Parenting and pacing. 2 words that really sound like they shouldn’t go together. How on earth does one learn to pace oneself as a parent with ME CFS? Parenting is tiring, there’s no doubt about that. It involves a lot of energy. How do you ration the *limited* energy you have as a chronically ill parent?
In this post I’ll attempt to describe what I do, or rather how I get through each day without going completely mad. *Obviously* I’m not saying this is the way to do it, everyone has their ways of dealing with things, but as I stated when I set up this blog, if I make just one person feel slightly less alone then my target will have been achieved.
So, what is pacing?
Healthy or not, we all know that pacing ourselves means balancing activity and rest. It means resting at appropriate intervals, getting enough sleep, and generally looking after yourself.
However, pacing for someone with chronic illness isn’t quite that simple. If, prior to becoming ill, you were someone whose definition of “pacing” was running a 10 minute/mile (ha!) or getting to the gym a few times a week in between restful evenings, then forget it.
Pacing as a “spoonie” (the slang word for those with chronic illnesses) is taking your activity level pre-illness, dividing it by 10 (this is not an exact science) and that’s your activity quota for the whole day. Now divide that amount of activity into even smaller chunks and that’s the limit of activity at any one time.
How exactly does that work? How do you get anything done? Good question! “With difficulty” is the answer! I am very much still in the learning process in the concept of pacing. There is no way that I have got the whole pacing thing sorted. Nowhere near. But I’m better at pacing than I was a year ago, and that’s got to be a good thing.
However, my article is about pacing as a parent. How have I learnt to pace as a parent? It’s been a challenge I’m not going to lie. There’s been a lot of emotional chocolate eating, and a lot of tears, but I *think* I’ve got some rules now that help me. Note: like I said before, this is just what I do, not the way to do it.

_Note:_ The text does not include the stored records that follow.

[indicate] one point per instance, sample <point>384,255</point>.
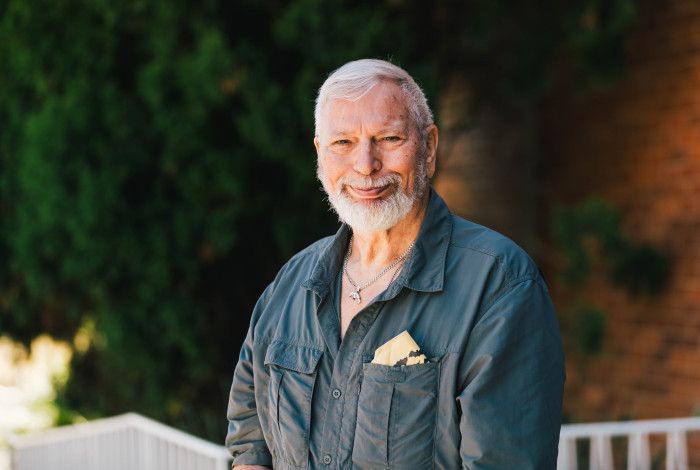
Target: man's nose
<point>367,160</point>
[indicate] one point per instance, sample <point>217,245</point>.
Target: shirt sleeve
<point>245,440</point>
<point>511,399</point>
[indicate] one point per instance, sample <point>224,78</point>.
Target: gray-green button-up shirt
<point>489,397</point>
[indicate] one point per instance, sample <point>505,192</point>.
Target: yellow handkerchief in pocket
<point>401,350</point>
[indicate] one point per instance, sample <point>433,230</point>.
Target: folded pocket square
<point>401,350</point>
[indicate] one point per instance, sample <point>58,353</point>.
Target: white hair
<point>354,79</point>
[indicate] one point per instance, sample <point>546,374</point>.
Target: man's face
<point>372,161</point>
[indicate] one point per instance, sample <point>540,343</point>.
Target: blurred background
<point>157,169</point>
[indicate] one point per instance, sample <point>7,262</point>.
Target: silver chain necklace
<point>355,295</point>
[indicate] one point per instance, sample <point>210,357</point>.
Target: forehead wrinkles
<point>384,106</point>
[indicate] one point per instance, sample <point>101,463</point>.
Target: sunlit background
<point>157,168</point>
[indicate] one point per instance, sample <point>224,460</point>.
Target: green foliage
<point>157,167</point>
<point>639,268</point>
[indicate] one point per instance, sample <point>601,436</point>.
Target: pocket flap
<point>300,359</point>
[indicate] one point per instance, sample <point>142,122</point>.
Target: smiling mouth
<point>369,193</point>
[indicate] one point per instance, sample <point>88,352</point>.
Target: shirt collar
<point>424,269</point>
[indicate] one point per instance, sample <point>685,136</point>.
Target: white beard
<point>380,214</point>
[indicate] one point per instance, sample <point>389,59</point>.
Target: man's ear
<point>431,141</point>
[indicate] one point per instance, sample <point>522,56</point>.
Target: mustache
<point>367,182</point>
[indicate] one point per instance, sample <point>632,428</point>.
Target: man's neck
<point>372,251</point>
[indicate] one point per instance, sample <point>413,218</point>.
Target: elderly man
<point>411,338</point>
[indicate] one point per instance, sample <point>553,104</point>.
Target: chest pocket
<point>292,377</point>
<point>396,417</point>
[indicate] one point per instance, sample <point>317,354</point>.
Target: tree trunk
<point>486,163</point>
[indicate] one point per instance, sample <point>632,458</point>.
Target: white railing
<point>637,434</point>
<point>129,441</point>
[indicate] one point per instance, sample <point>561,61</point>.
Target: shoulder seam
<point>505,290</point>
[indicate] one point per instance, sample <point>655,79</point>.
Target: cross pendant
<point>355,295</point>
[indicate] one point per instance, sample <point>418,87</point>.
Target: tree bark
<point>487,168</point>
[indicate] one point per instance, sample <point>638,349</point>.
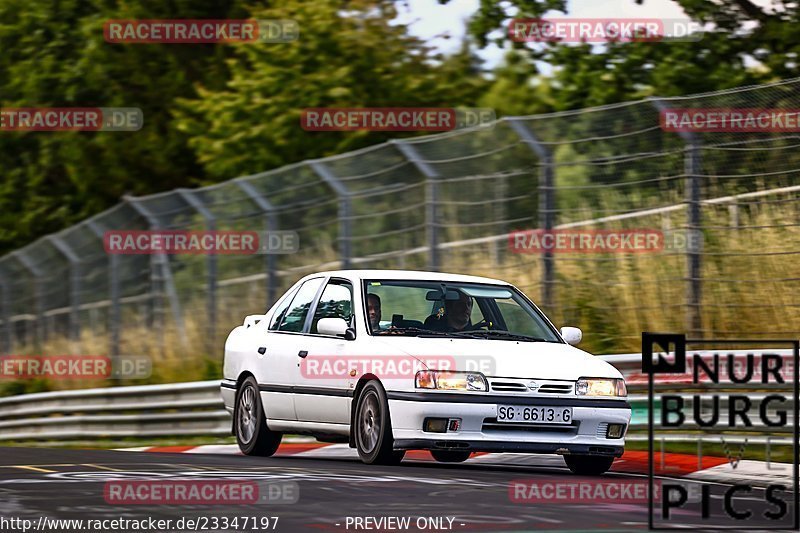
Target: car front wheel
<point>250,427</point>
<point>373,427</point>
<point>588,465</point>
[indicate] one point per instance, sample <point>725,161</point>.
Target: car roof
<point>408,274</point>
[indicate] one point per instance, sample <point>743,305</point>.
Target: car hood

So how do you pace yourself as a parent with ME CFS?
1)Set your priorities activity-wise
What is/are one (or two) things you really want to be able to do each day? This is obviously going to be different for everyone, but my priority has been the ability to chat to my husband and put my daughter to bed each day. I need to be able to give my daughter cuddles and read stories at bedtime, with a tiny bit of energy left in the tank to chat to hubby. I haven’t always been able to do this.
Lower down on my priority list is getting some kind of fresh air on a daily basis. I realise getting out of the house is an incredibly difficult thing to do when living with ME CFS. I’m not saying this is possible for everyone. It’s just that this is one of my priorities because I have mental health difficulties and being stuck inside makes my mental health worse.
Because these are my priorities, I’ve had to basically cut out simple life stuff, you know like walking. I’ve had to be brutally honest with myself in saying that if I want to be able to put my daughter to bed, with all that involves, then I have to cut something else out of my activity usage. Therefore I have a powerchair, and now a car and hoist to put it into, that let me get outside the house, and save the energy I would have spent on walking, to spend on my daughter and hubby.
2) Get help (and explicitly ask for it!)
I’m really bad at asking for help. It feels totally strange that I’m suggesting I do this when actually I find it really hard. I’m incredibly lucky in the support network I have around me, and I know this would be a lot harder if that support wasn’t there.
My daughter has been at a mixture of nursery and with the grandparents for 3 and a half days since I (attempted) to return to work in September 2018. I ended up on long term sick leave 2 months later, but the childcare arrangements stayed the same. Since that time I’ve ended up more unwell so she now goes to a mixture of nursery and the grandparents for all 5 days of the week. I have the most extreme mum guilt at this, as I massively struggle with the fact I’m not a stay-at-home-mum with my daughter at home, but nor am I a working mum. I like to think living with ME CFS in itself is a full-time job, just with rubbish pay!
3) Get hold of mobility aids
Mobility aids do not mean giving up or giving in. If you need a mobility aid to help you achieve the priorities you have, then do it. This doesn’t have to be a full on powerchair, it could simply be a walking stick to support you. I have a powerchair (electric wheelchair) as my mobility was declining as I was learning (and failing) to pace myself. My powerchair is my symbol of independence and exactly what I need to get me out and about and allow me to pace myself to save the energy for what is important.
4) Lower your standards
This is one I massively struggle with. I hate seeing chores that need doing, I just find it too hard not to just do them straight away. When I’m crashing, those chores become insurmountable. It drives hubby crazy. If you’re able to lower your standards as a parent with ME CFS then please do share how you do it!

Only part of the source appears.